Method for the automatic identification of entities in a digital image
The present invention is in the technical field of imaging. The present invention relates to a method implemented by using a terminal (1), (2) provided with a display screen (11), (14). This method enables, in a displayed digital image (22) belonging to a set of digital images including identification information stored in a statistical database (16), automatic identification of the homogenous pixel entities (35), (36) and (37). The invention method is used advantageously to interpret, classify and retrieve, rapidly and reliably, images linked for example to a particular event.
The present invention is in the technical field of imaging. The present invention relates to a method for the identification or marking of images, implemented by using a terminal provided with a display screen. This method enables, in a displayed digital image, an automatic identification of entities of mutually homogeneous pixels.
In terminal digital networks, the display and communication of still or moving digital images, with which for example additional text information is associated, are obtained using means that seek to be user friendly and interactive. User friendliness and interactivity are obtained by reducing, on the terminals, the number of manual operations of processing or managing said digital images. Methods and systems, which implement communication means enabling multimedia messages comprising digital images to be formed, processed, transmitted or received, exist in the prior art. The digital images of these multimedia messages comprise for example zones or entities of homogeneous pixels. These homogeneous pixel entities represent, for example, living beings. These living beings can be people. When terminal users exchange digitized photographic images, it is particularly advantageous that these users can enhance these digital images with additional data. These additional data thus enable these images to be identified or marked so as to interpret them, i.e. by recognizing the content more easily. Consequently, these images can be classified more rationally, which also enables them to be retrieved more easily and rapidly. An identification, for example using markings of the last or first names of the people included in the scene of an image, has a very attractive advantage, and enables a user friendly and rapid management of these images from a terminal provided with a display screen.
It is an object of the present invention to facilitate an electronic identification or marking of digital images with data specific to homogeneous pixel entities recorded in the scenes of these images. These homogeneous pixel entities preferably represent living beings.

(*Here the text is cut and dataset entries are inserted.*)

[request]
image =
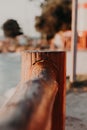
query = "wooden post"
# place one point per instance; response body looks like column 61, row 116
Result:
column 58, row 59
column 39, row 101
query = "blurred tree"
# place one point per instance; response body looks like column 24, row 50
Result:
column 56, row 16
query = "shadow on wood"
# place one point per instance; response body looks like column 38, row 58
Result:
column 39, row 100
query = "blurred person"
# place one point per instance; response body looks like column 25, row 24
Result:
column 14, row 35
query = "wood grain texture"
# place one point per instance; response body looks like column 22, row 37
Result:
column 39, row 100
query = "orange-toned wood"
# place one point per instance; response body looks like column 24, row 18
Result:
column 39, row 101
column 58, row 59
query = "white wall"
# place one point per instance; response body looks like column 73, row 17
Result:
column 21, row 10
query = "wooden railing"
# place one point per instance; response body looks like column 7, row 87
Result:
column 39, row 100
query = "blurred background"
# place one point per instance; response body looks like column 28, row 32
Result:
column 45, row 25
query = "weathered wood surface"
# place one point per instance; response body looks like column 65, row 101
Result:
column 38, row 103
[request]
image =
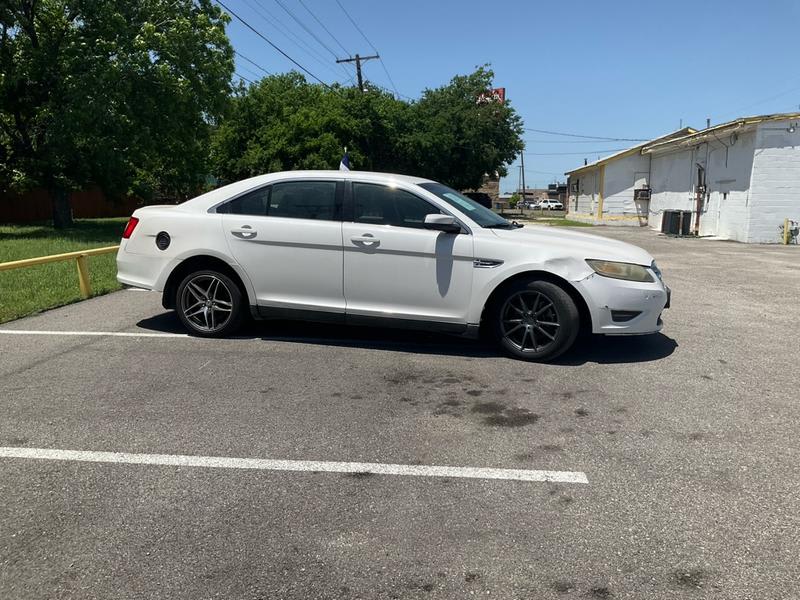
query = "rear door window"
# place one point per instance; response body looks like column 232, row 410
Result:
column 304, row 200
column 377, row 204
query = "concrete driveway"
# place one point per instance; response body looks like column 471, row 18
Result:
column 399, row 465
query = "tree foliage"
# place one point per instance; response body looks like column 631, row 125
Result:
column 284, row 122
column 109, row 92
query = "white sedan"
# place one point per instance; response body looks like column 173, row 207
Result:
column 375, row 248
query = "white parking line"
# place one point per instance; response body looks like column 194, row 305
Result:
column 222, row 462
column 90, row 333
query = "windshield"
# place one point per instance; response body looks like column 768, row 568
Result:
column 480, row 214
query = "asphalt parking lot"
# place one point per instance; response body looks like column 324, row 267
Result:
column 688, row 442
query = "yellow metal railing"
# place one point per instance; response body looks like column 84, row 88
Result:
column 79, row 257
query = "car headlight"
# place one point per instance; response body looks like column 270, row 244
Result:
column 656, row 270
column 617, row 270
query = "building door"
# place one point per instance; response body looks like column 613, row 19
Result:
column 641, row 196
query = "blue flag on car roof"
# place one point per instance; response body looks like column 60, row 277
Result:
column 344, row 165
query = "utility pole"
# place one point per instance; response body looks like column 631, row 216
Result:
column 358, row 60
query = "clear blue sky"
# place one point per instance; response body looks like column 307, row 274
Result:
column 622, row 69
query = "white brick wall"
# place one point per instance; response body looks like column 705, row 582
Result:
column 775, row 190
column 619, row 183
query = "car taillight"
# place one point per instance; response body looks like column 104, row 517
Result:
column 132, row 223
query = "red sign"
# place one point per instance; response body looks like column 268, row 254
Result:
column 496, row 95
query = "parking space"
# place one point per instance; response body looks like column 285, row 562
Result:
column 654, row 467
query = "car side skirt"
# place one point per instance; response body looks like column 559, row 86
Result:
column 269, row 313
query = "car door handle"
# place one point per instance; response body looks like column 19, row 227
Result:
column 365, row 239
column 245, row 232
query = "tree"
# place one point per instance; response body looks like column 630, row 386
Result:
column 457, row 140
column 114, row 93
column 283, row 122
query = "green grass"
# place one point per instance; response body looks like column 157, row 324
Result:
column 32, row 289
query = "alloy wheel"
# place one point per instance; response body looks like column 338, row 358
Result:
column 207, row 303
column 529, row 321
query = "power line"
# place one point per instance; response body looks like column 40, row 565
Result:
column 275, row 22
column 385, row 70
column 242, row 77
column 347, row 14
column 589, row 137
column 585, row 152
column 255, row 64
column 383, row 64
column 303, row 25
column 321, row 24
column 266, row 39
column 562, row 141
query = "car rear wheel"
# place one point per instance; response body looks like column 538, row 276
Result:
column 209, row 304
column 535, row 320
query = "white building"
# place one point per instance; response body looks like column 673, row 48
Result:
column 737, row 181
column 609, row 190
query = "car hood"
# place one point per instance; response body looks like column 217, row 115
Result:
column 577, row 244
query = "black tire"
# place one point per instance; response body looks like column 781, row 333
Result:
column 210, row 304
column 534, row 320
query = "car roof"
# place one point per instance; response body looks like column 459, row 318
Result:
column 214, row 197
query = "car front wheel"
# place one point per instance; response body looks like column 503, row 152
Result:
column 209, row 304
column 535, row 320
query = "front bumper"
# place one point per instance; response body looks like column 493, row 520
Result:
column 620, row 307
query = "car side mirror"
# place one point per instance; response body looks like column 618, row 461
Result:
column 446, row 223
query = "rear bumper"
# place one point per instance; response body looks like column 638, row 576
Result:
column 624, row 307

These entities can be identified using an identifier. The identifier of the living being is advantageously a first name. The final objective is to be able to interpret, classify and retrieve, rapidly and reliably, images linked for example to a particular event.

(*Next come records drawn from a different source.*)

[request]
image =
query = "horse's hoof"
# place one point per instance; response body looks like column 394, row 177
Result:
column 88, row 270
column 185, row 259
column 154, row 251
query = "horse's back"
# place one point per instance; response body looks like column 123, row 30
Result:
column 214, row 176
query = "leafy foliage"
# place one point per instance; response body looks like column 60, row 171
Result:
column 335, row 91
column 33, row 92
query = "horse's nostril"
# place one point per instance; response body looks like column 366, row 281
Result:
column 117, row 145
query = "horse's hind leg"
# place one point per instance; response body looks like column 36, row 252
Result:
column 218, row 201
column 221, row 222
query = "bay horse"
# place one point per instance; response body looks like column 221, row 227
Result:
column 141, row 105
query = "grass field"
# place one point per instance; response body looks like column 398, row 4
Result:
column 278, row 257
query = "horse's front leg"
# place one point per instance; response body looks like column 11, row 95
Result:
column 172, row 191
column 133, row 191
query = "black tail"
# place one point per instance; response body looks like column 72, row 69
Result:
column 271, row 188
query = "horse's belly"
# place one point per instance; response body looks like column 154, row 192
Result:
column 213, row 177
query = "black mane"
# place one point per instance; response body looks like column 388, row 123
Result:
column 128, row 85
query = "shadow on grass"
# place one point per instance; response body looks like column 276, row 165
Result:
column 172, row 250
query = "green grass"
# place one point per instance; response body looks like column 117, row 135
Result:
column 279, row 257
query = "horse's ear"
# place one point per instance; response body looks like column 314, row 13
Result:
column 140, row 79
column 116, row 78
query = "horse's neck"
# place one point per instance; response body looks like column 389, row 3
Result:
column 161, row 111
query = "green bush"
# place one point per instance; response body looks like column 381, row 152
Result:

The object of the present invention is a method that enables, from a terminal provided with a display screen, the successive performance of an automatic detection, then recognition of at least a second pixel entity, in a displayed digital image comprising a first already recognized pixel entity. Entity detection is performed in the image by using a specific detection algorithm, generally know to those skilled in the art. Recognition enables an identifier specific to each of the image entities to be displayed in the image. The first entity has a representation of pixels homogeneous with the second entity. It is considered that two or more image entities are “homogeneous”, if they mutually have representational harmony or equivalence, as regards the arrangement and gray levels of the pixels of said entity. This homogeneity is established from parameters specific to the image, such as form, color, luminosity, and contrast. These parameters can be combined with one another: for example form and color (flesh), to detect face type entities in an image. The first entity is generally recognized manually by the terminal user. The recognition of the at least one second entity is automatically performed from statistical data coming from a set of stored digital images. This set of stored digital images includes the displayed digital image and at least one second digital image, different than the displayed digital image. The second digital image includes the first entity and the at least one second entity. The statistical data are stored in a statistical database; these statistical data characterize the appearance occurrences of recognized homogeneous entities, in each image of the set of digital images. The occurrence characterizes the appearance probability of a set of two or more entities in the same stored image.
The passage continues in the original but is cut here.